À 48 heures d'un rendez-vous qui pourrait faire basculer l'histoire du football béninois, Gernot Rohr affiche une sérénité déconcertante. Installé à Uyo, dans le fief des Super Eagles, le technicien franco-allemand de 71 ans s'apprête à vivre l'un des moments les plus importants de sa riche carrière africaine. Mardi soir, son Bénin, leader inattendu du groupe C des éliminatoires africaines de la Coupe du Monde 2026, jouera bien plus qu'une simple qualification : c'est un rêve de 14,8 millions d'habitants qui se concrétisera peut-être sur la pelouse d'un stade hostile.

Le parcours accompli par les Guépards relève déjà de l'exploit. Privés de matchs à domicile depuis deux ans et demi, contraints d'évoluer en Côte d'Ivoire, les hommes de Rohr ont su transformer l'adversité en force collective. Leur première place devant le Nigeria et l'Afrique du Sud témoigne d'un travail méthodique, d'une organisation rigoureuse et d'une ambition assumée. Fidèle à sa réputation d'architecte d'exploits africains, Gernot Rohr a bâti une équipe solide, capable de rivaliser avec les géants du continent.

Dans cet entretien exclusif accordé à GOAL depuis le camp de base béninois à Uyo, le sélectionneur se livre sur la pression historique, ses ambitions tactiques et son rapport particulier avec le Nigeria, pays qu'il a dirigé pendant cinq ans et demi. Entre humilité affichée et ambition assumée, Rohr dessine les contours d'un match qui pourrait propulser le Bénin vers sa première Coupe du Monde.

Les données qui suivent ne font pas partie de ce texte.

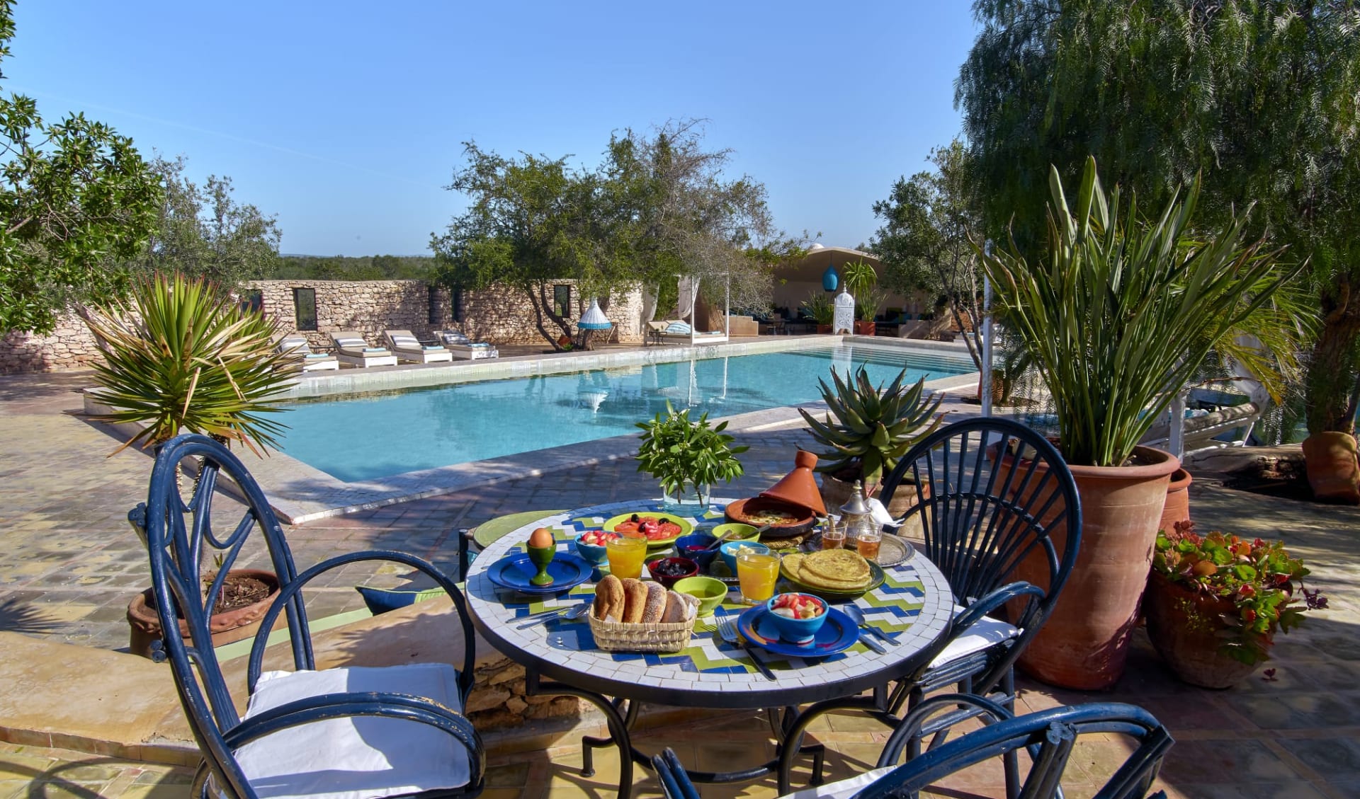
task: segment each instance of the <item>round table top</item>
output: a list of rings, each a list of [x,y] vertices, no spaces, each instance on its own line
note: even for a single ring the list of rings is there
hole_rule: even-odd
[[[713,500],[709,511],[692,520],[696,526],[722,522],[728,501]],[[887,647],[887,654],[880,655],[857,643],[845,652],[809,659],[760,652],[778,675],[775,681],[766,679],[745,651],[724,641],[711,617],[700,618],[690,645],[670,655],[600,651],[586,620],[515,629],[517,620],[530,613],[588,601],[594,595],[594,583],[530,598],[494,584],[487,575],[491,565],[506,554],[522,552],[536,527],[552,530],[559,552],[574,552],[571,539],[623,512],[657,514],[660,504],[620,501],[545,515],[480,553],[468,573],[466,597],[481,635],[510,659],[545,677],[605,696],[704,708],[767,708],[853,696],[907,677],[923,664],[928,650],[949,629],[953,602],[948,582],[919,554],[885,568],[883,586],[854,601],[870,624],[902,645]],[[724,607],[741,611],[748,606],[732,592]]]

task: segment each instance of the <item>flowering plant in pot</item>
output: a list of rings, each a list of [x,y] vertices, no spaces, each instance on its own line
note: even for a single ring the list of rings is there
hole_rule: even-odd
[[[906,378],[907,371],[902,370],[884,389],[881,383],[873,385],[864,367],[855,371],[854,378],[847,374],[846,379],[831,370],[834,390],[826,380],[817,380],[827,404],[826,417],[819,421],[806,410],[798,409],[808,423],[812,439],[826,447],[816,452],[821,459],[816,470],[821,474],[821,501],[828,511],[838,512],[850,499],[851,485],[857,480],[864,482],[865,495],[873,496],[883,476],[898,465],[898,458],[944,421],[942,414],[930,421],[940,409],[942,397],[925,393],[925,378],[904,386]],[[910,492],[899,491],[898,496],[910,507]],[[894,501],[898,501],[896,496]],[[906,507],[896,511],[889,508],[889,512],[902,515]]]
[[[1062,597],[1020,664],[1046,682],[1102,689],[1123,673],[1171,474],[1140,447],[1208,353],[1302,269],[1246,242],[1247,211],[1217,231],[1193,226],[1198,186],[1152,219],[1106,193],[1087,159],[1076,204],[1050,170],[1049,245],[985,250],[1001,314],[1053,399],[1081,493],[1081,549]],[[1250,209],[1248,209],[1250,211]],[[1058,529],[1055,535],[1065,535]],[[1024,573],[1021,579],[1027,579]]]
[[[1180,679],[1228,688],[1270,659],[1276,632],[1327,606],[1308,591],[1302,560],[1284,542],[1224,533],[1198,535],[1194,523],[1157,534],[1142,606],[1148,637]]]

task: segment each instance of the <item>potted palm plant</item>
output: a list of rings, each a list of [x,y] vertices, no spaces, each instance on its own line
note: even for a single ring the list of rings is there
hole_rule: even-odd
[[[159,447],[181,432],[237,442],[256,454],[276,444],[284,425],[269,414],[283,409],[271,398],[291,380],[280,367],[292,356],[275,349],[273,325],[226,291],[158,276],[136,284],[128,302],[86,314],[86,323],[103,349],[95,382],[110,410],[99,419],[144,425],[120,450]],[[215,576],[203,575],[204,584]],[[214,645],[253,635],[277,592],[273,572],[231,569],[209,620]],[[148,588],[128,605],[131,648],[141,655],[160,639],[150,599]],[[181,625],[181,633],[188,636],[188,628]]]
[[[1263,241],[1243,243],[1243,212],[1191,227],[1198,186],[1153,220],[1106,194],[1087,159],[1076,207],[1057,170],[1042,257],[1009,246],[978,257],[1017,345],[1051,395],[1058,446],[1081,495],[1077,564],[1021,666],[1054,685],[1100,689],[1123,673],[1167,485],[1179,461],[1138,440],[1210,349],[1302,268]],[[1250,209],[1248,209],[1250,211]],[[1058,531],[1062,535],[1062,531]]]
[[[821,474],[821,501],[836,512],[850,499],[854,482],[864,484],[865,496],[873,496],[883,477],[898,465],[914,443],[930,435],[944,420],[930,417],[940,409],[942,397],[925,393],[925,378],[904,386],[907,371],[898,372],[887,389],[874,386],[864,367],[845,379],[831,370],[831,382],[817,380],[827,414],[817,420],[798,409],[808,423],[812,439],[824,447],[816,452]],[[925,429],[922,429],[925,428]],[[899,516],[911,505],[914,495],[899,491],[888,511]]]
[[[741,477],[737,455],[748,447],[733,447],[736,439],[724,433],[728,423],[709,424],[709,414],[690,419],[690,409],[676,412],[666,401],[666,412],[651,421],[636,424],[642,432],[638,446],[638,472],[661,482],[668,505],[709,504],[709,491],[719,480],[732,482]]]

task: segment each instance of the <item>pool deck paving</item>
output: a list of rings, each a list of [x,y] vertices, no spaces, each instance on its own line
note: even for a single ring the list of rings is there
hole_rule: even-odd
[[[131,448],[109,455],[121,443],[117,435],[75,413],[80,408],[78,391],[88,385],[88,372],[0,376],[0,631],[22,633],[39,647],[41,641],[102,650],[88,652],[101,658],[116,656],[110,650],[126,645],[126,602],[147,582],[146,554],[125,514],[146,495],[151,459]],[[747,496],[786,473],[793,448],[806,433],[762,429],[738,438],[752,450],[743,457],[747,476],[721,491],[728,496]],[[301,564],[390,546],[453,567],[458,527],[524,510],[651,493],[651,478],[620,459],[318,519],[288,527],[287,535]],[[1066,692],[1023,679],[1023,709],[1080,701],[1129,701],[1148,708],[1178,739],[1161,775],[1172,796],[1360,796],[1360,607],[1352,590],[1360,579],[1360,510],[1229,491],[1217,485],[1213,474],[1197,474],[1191,497],[1201,530],[1221,527],[1284,538],[1312,568],[1311,586],[1329,595],[1326,613],[1312,614],[1303,629],[1280,639],[1270,663],[1274,679],[1258,673],[1225,692],[1182,685],[1140,633],[1127,674],[1112,692]],[[219,497],[216,508],[223,518],[239,510],[228,497]],[[258,552],[245,553],[248,563],[257,557]],[[309,610],[314,618],[354,610],[362,606],[355,584],[405,582],[397,572],[345,569],[310,592]],[[0,650],[0,663],[27,656],[23,645]],[[41,660],[50,669],[82,667],[79,658],[69,663]],[[14,696],[12,686],[0,686],[0,708],[24,700]],[[177,708],[171,703],[160,709]],[[760,760],[772,746],[767,735],[762,719],[737,713],[721,722],[668,726],[642,736],[639,745],[649,750],[669,745],[685,762],[717,768]],[[847,776],[872,765],[885,731],[862,717],[832,716],[819,724],[816,738],[831,749],[831,773]],[[0,743],[0,799],[112,799],[186,791],[185,768],[49,747],[63,745],[72,742],[57,736],[46,746]],[[1115,741],[1084,742],[1069,770],[1068,795],[1088,795],[1095,775],[1122,751]],[[592,779],[571,768],[579,764],[579,753],[577,735],[528,754],[494,753],[491,787],[484,795],[612,795],[617,773],[612,750],[597,753]],[[656,795],[654,780],[645,772],[636,779],[639,795]],[[994,780],[996,775],[987,773],[964,777],[949,795],[997,796]],[[702,792],[772,796],[774,787],[767,779],[704,787]]]

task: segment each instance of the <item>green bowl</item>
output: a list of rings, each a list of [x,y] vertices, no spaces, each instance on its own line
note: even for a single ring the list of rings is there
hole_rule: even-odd
[[[699,616],[713,616],[713,611],[728,598],[728,584],[713,578],[685,578],[676,582],[675,591],[699,599]]]
[[[741,522],[728,522],[725,525],[714,525],[710,534],[714,538],[722,538],[725,533],[732,533],[728,541],[759,541],[760,529],[752,527],[751,525],[743,525]]]

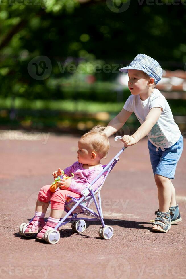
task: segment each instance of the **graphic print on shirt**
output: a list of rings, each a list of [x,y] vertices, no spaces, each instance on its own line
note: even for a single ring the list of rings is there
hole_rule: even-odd
[[[137,118],[141,124],[145,121],[139,117]],[[153,126],[149,132],[147,134],[147,136],[149,139],[157,146],[166,146],[166,142],[167,142],[168,141],[158,125],[158,122]]]
[[[166,143],[160,143],[165,139],[165,136],[162,132],[158,122],[153,126],[148,134],[148,138],[157,145],[165,146]]]

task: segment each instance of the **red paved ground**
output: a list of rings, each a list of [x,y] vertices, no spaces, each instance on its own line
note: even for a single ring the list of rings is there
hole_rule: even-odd
[[[150,221],[158,205],[144,140],[121,155],[101,192],[105,223],[114,229],[113,238],[100,239],[99,221],[87,223],[82,234],[73,232],[68,224],[61,227],[59,242],[52,245],[20,237],[18,228],[33,217],[38,191],[52,182],[52,172],[76,160],[78,138],[51,135],[44,144],[42,136],[32,141],[9,138],[0,141],[0,278],[186,278],[185,147],[173,181],[183,219],[180,224],[167,233],[150,232]],[[103,164],[122,146],[113,138],[110,142]]]

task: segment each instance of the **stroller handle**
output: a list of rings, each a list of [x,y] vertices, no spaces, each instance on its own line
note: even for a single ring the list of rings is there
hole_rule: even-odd
[[[122,139],[123,137],[120,137],[119,136],[118,136],[117,137],[115,137],[114,138],[114,141],[117,141],[119,139]]]
[[[119,140],[119,139],[122,139],[122,138],[123,138],[123,137],[120,137],[120,136],[117,136],[117,137],[115,137],[115,138],[114,138],[114,141],[117,141],[117,140]],[[127,148],[127,147],[125,147],[125,149],[126,148]]]

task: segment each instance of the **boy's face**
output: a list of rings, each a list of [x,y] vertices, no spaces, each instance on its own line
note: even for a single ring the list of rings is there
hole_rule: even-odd
[[[139,70],[129,69],[128,75],[128,87],[131,94],[136,95],[147,92],[150,77],[146,74]]]
[[[80,139],[78,141],[78,149],[77,151],[78,162],[83,165],[88,165],[92,162],[92,150],[89,147],[88,139]]]

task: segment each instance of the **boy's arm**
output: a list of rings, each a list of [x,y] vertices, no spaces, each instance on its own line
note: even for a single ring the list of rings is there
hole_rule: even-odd
[[[145,120],[134,134],[131,136],[126,135],[123,137],[121,140],[124,146],[127,147],[133,145],[146,136],[156,123],[162,111],[160,108],[153,108],[150,110]]]
[[[122,127],[133,112],[128,111],[123,108],[117,115],[113,118],[104,130],[108,137],[113,135]]]

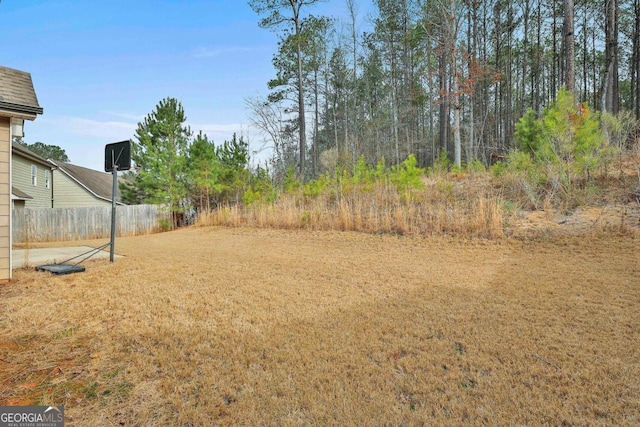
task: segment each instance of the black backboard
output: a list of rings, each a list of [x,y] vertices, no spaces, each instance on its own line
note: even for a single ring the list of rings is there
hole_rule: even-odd
[[[117,166],[117,167],[114,167]],[[131,141],[114,142],[104,147],[104,171],[131,169]]]

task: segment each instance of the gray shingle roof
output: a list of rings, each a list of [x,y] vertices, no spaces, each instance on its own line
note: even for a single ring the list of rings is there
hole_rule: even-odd
[[[29,160],[35,161],[36,163],[40,163],[42,165],[45,165],[45,166],[48,166],[49,168],[51,168],[51,164],[47,161],[47,159],[37,155],[36,153],[34,153],[33,151],[29,150],[24,145],[20,145],[15,141],[11,141],[11,148],[12,148],[14,153],[19,154],[22,157],[26,157]]]
[[[101,199],[111,200],[113,193],[113,175],[106,172],[100,172],[82,166],[72,165],[57,160],[50,160],[51,163],[58,166],[58,169],[71,179],[83,185],[87,190],[95,194]],[[119,178],[118,178],[119,179]],[[54,183],[55,185],[55,183]],[[120,189],[116,191],[116,202],[120,202]]]
[[[0,109],[42,114],[31,74],[0,66]]]

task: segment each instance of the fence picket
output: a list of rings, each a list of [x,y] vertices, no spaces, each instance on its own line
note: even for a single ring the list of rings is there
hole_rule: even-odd
[[[158,232],[168,218],[158,205],[118,206],[116,236]],[[14,243],[108,238],[111,207],[14,209],[12,235]]]

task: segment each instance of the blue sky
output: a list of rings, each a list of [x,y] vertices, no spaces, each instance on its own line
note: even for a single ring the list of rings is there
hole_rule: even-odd
[[[370,0],[356,3],[364,22]],[[347,12],[345,0],[307,10]],[[31,73],[44,108],[25,124],[25,141],[101,170],[105,144],[133,138],[170,96],[193,131],[216,144],[243,134],[257,150],[245,99],[267,94],[277,50],[258,20],[246,0],[2,0],[0,65]]]

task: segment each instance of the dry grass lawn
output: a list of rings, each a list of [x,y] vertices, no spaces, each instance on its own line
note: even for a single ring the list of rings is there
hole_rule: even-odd
[[[640,424],[632,235],[191,228],[116,251],[0,285],[0,404],[69,426]]]

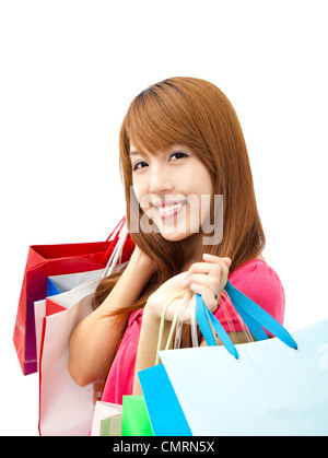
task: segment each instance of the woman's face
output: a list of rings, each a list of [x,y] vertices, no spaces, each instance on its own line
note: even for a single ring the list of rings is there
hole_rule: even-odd
[[[199,233],[210,214],[213,187],[197,155],[185,145],[173,145],[154,156],[131,143],[130,160],[133,191],[145,213],[140,221],[143,232],[155,230],[171,242]]]

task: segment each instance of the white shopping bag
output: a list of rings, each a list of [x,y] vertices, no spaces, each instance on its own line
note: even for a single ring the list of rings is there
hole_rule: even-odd
[[[110,268],[108,269],[108,262],[104,273],[115,273],[121,268],[121,265],[116,265],[116,262],[126,236],[127,232],[122,231],[114,259],[109,260]],[[92,297],[104,273],[82,284],[77,283],[78,285],[72,290],[35,304],[38,310],[38,327],[43,321],[38,357],[40,435],[83,436],[90,434],[94,414],[95,386],[90,384],[80,387],[70,376],[68,371],[69,340],[75,326],[92,312]]]

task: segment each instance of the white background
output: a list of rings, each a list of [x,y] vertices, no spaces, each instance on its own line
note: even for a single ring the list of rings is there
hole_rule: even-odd
[[[121,120],[165,78],[231,99],[285,327],[328,317],[327,44],[324,0],[0,2],[1,434],[37,435],[37,375],[12,344],[28,246],[107,237],[125,212]]]

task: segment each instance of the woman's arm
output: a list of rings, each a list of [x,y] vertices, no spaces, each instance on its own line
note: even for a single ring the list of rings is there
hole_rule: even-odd
[[[127,318],[118,320],[110,312],[132,305],[150,280],[155,265],[138,247],[106,300],[73,330],[69,344],[69,372],[74,381],[85,386],[110,367]]]

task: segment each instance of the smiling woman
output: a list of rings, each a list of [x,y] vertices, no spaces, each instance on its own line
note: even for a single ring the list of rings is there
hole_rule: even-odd
[[[242,128],[215,85],[171,78],[142,91],[122,121],[119,160],[136,249],[127,266],[99,283],[94,312],[71,336],[69,369],[80,385],[105,375],[103,400],[121,403],[124,395],[140,394],[137,373],[155,362],[168,300],[191,293],[185,348],[191,345],[192,293],[227,332],[242,334],[239,342],[238,317],[224,315],[227,279],[280,321],[284,293],[261,256],[265,234]],[[204,237],[209,228],[213,238]],[[176,305],[168,307],[163,342]]]

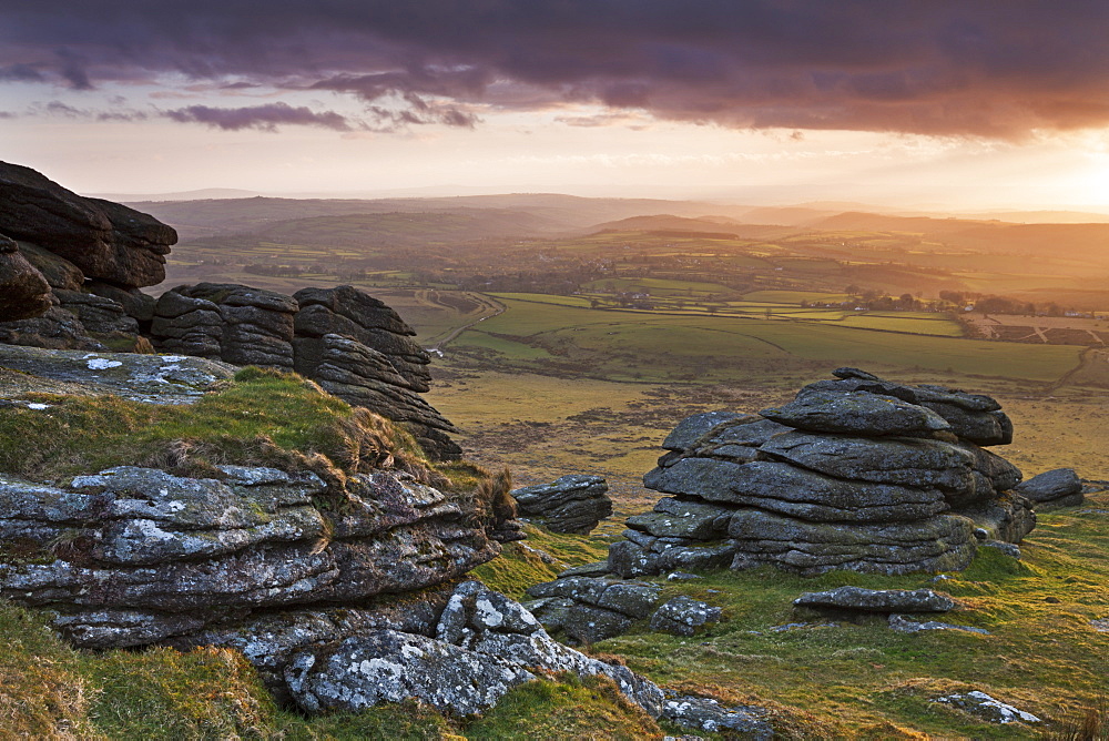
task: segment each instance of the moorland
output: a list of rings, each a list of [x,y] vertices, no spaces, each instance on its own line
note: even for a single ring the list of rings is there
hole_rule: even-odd
[[[397,308],[438,355],[427,398],[459,426],[467,458],[509,466],[517,484],[568,473],[608,478],[615,511],[591,536],[529,529],[527,541],[476,570],[511,597],[603,558],[622,519],[658,498],[641,477],[678,420],[765,408],[841,365],[988,393],[1014,420],[1004,455],[1026,476],[1068,466],[1088,480],[1109,478],[1101,429],[1109,226],[1092,217],[1025,224],[1019,214],[561,196],[139,207],[183,234],[160,290],[355,283]],[[694,639],[634,629],[589,650],[669,687],[767,707],[786,738],[1099,738],[1106,638],[1091,626],[1109,617],[1107,506],[1099,494],[1081,511],[1046,514],[1019,561],[983,549],[970,569],[944,581],[970,608],[959,621],[988,636],[905,636],[871,623],[774,630],[793,620],[801,591],[919,588],[932,576],[755,569],[664,586],[725,609]],[[407,707],[309,722],[276,708],[225,650],[94,660],[49,638],[33,615],[6,608],[0,621],[16,641],[11,667],[44,659],[34,681],[19,686],[38,703],[27,708],[43,723],[64,711],[79,735],[90,728],[111,738],[165,728],[190,738],[506,738],[525,725],[533,738],[678,732],[637,715],[606,687],[569,680],[520,688],[465,723]],[[1047,724],[997,727],[932,701],[968,689]]]

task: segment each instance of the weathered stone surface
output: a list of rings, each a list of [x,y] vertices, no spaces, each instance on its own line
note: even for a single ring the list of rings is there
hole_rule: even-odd
[[[938,489],[849,481],[770,461],[739,465],[685,458],[655,468],[644,485],[821,522],[916,520],[947,509]]]
[[[0,232],[70,261],[88,277],[128,287],[165,278],[177,235],[146,214],[85,199],[40,173],[0,163]]]
[[[771,564],[803,575],[833,569],[877,573],[958,571],[974,557],[974,524],[953,515],[893,525],[806,522],[756,509],[729,526],[733,569]]]
[[[625,521],[628,527],[655,537],[719,540],[728,535],[733,511],[696,499],[664,497],[654,505],[653,512],[633,515]]]
[[[70,261],[40,247],[32,242],[19,242],[19,252],[27,262],[42,273],[51,288],[80,291],[84,286],[84,273]]]
[[[930,409],[868,392],[802,389],[793,402],[760,414],[787,427],[869,436],[930,436],[950,424]]]
[[[651,630],[674,636],[694,636],[699,628],[719,622],[723,610],[692,597],[674,597],[651,616]]]
[[[58,301],[53,294],[51,301]],[[45,349],[106,349],[103,343],[89,336],[75,314],[57,305],[30,319],[0,323],[0,344]]]
[[[3,344],[0,367],[70,384],[90,396],[114,394],[149,404],[190,404],[235,373],[230,365],[183,355],[50,351]]]
[[[308,712],[365,710],[416,698],[468,715],[533,679],[499,657],[387,629],[302,652],[285,669],[293,698]]]
[[[711,698],[680,696],[667,698],[662,717],[685,728],[709,733],[734,733],[751,741],[770,741],[774,727],[766,720],[766,711],[754,706],[725,708]]]
[[[103,281],[88,281],[84,284],[84,290],[98,296],[111,298],[122,306],[128,316],[135,319],[144,332],[150,331],[150,322],[154,318],[154,305],[157,303],[154,296],[147,295],[139,288],[121,288]]]
[[[415,697],[469,714],[535,679],[533,671],[602,674],[651,715],[662,711],[657,686],[551,640],[520,605],[472,581],[450,597],[435,638],[369,630],[297,653],[284,676],[293,698],[309,711],[360,710]]]
[[[384,354],[408,387],[418,393],[430,388],[427,352],[411,335],[415,331],[391,308],[369,294],[344,285],[335,288],[303,288],[293,295],[299,303],[296,334],[322,337],[337,334]]]
[[[355,406],[401,423],[437,458],[458,457],[455,427],[407,385],[377,351],[342,335],[297,337],[294,369]]]
[[[292,296],[236,283],[197,283],[173,292],[215,306],[222,325],[220,358],[225,363],[293,367],[297,304]]]
[[[655,539],[643,546],[631,540],[609,547],[609,569],[625,579],[654,576],[674,569],[719,569],[731,564],[735,546],[731,541],[686,541],[685,545]]]
[[[948,694],[936,698],[934,702],[943,702],[965,712],[989,721],[990,723],[1039,723],[1040,719],[1030,712],[1018,710],[1013,706],[995,700],[985,692],[971,690],[962,694]]]
[[[4,480],[0,532],[61,541],[64,558],[0,565],[0,595],[58,608],[79,644],[135,646],[232,613],[415,591],[499,551],[458,505],[399,474],[352,477],[340,516],[321,509],[311,474],[224,475],[123,467],[64,488]]]
[[[29,319],[50,306],[47,278],[20,254],[13,240],[0,234],[0,322]]]
[[[835,375],[762,416],[680,423],[643,477],[675,496],[628,520],[609,549],[612,572],[712,568],[724,554],[732,568],[802,573],[960,569],[978,540],[1016,542],[1034,527],[1010,493],[1019,469],[969,439],[1004,437],[967,432],[1006,427],[996,400],[855,368]]]
[[[612,514],[609,485],[600,476],[571,474],[551,484],[512,491],[520,515],[553,532],[586,534]]]
[[[791,432],[759,448],[773,458],[838,478],[934,487],[953,506],[1013,488],[1020,471],[967,443],[924,438],[864,438]]]
[[[660,588],[617,579],[566,577],[528,589],[536,617],[551,630],[582,643],[593,643],[628,630],[645,618],[659,601]]]
[[[989,636],[985,628],[974,628],[971,626],[956,626],[950,622],[939,622],[938,620],[916,621],[906,618],[904,615],[891,615],[889,628],[899,633],[919,633],[925,630],[962,630],[965,633],[978,633]]]
[[[1077,507],[1086,499],[1082,480],[1074,468],[1056,468],[1034,476],[1018,485],[1016,491],[1030,499],[1037,511]]]
[[[958,514],[973,520],[985,532],[985,538],[1020,542],[1036,527],[1032,507],[1030,499],[1008,491],[974,507],[959,509]]]
[[[793,600],[796,607],[857,612],[949,612],[955,600],[930,589],[864,589],[838,587],[805,592]]]
[[[667,435],[662,447],[668,450],[689,450],[710,429],[728,422],[759,419],[757,415],[739,414],[736,412],[705,412],[686,417]]]
[[[61,308],[77,316],[85,332],[106,335],[113,332],[138,335],[139,323],[111,298],[80,291],[55,290]]]

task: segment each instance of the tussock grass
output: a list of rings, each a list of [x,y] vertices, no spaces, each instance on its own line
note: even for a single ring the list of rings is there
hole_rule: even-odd
[[[342,488],[375,468],[446,486],[415,439],[294,374],[245,368],[195,405],[153,406],[115,396],[34,395],[48,409],[0,414],[0,470],[58,480],[112,466],[220,477],[222,464],[308,469]]]

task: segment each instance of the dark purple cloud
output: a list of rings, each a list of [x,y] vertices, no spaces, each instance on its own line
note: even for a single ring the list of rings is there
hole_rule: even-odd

Vous êtes à J-2 de ce qui pourrait être le plus grand jour de l'histoire du football béninois. Mesurez-vous cette immense attente et les attentes qui pèsent autour de vous, ou êtes-vous dans votre bulle, totalement concentré sur votre sujet ?

Gernot Rohr : Oui, à 48 heures de ce grand match contre le Nigeria, nous sommes bien installés ici à Uyo. On a déjà pu faire un premier décrassage samedi, puis ce dimanche (l'interview a eu lieu samedi soir, ndlr) on va enchaîner avec une vraie séance d'entrainement. Évidemment, on ressent cette attente immense au pays. Les gens rêvent maintenant de la Coupe du monde. On est à un match, on est à une victoire de cet objectif, qui est un rêve pour un petit pays comme le Bénin. Mais c'est réalisable. On y croit, parce que ces derniers temps, on est devenu une équipe solide, solidaire, collective, qui, même dans des conditions difficiles arrive à performer.  On a fait, depuis deux ans et demi, tous les matchs en dehors de notre pays, pas un seul à domicile. On a réussi à se hisser en tête de ce groupe aussi difficile, avec le Nigeria, avec le Rwanda aussi, qui est une bonne équipe, le Zimbabwe, qui est aussi qualifié pour la CAN, et avec évidemment l'Afrique du Sud.

Vous êtes leaders du groupe. Vous allez au Nigeria avec quelle mentalité ? Celle de gagner ? Ou essayer surtout de ne pas perdre car un nul peut vous qualifier ?

C'est vrai que nous sommes leaders, c'est vrai. Mais on reste humbles. On a envie de faire un bon résultat. Évidemment, on joue pour gagner à chaque fois. Ça peut paraître prétentieux de venir ici, au Nigeria et de vouloir gagner. Mais nous sommes obligés, en quelque sorte, car je pense que l'Afrique du Sud risque de s'imposer contre le Rwanda. Et à ce moment-là, ça peut se jouer au goal-average.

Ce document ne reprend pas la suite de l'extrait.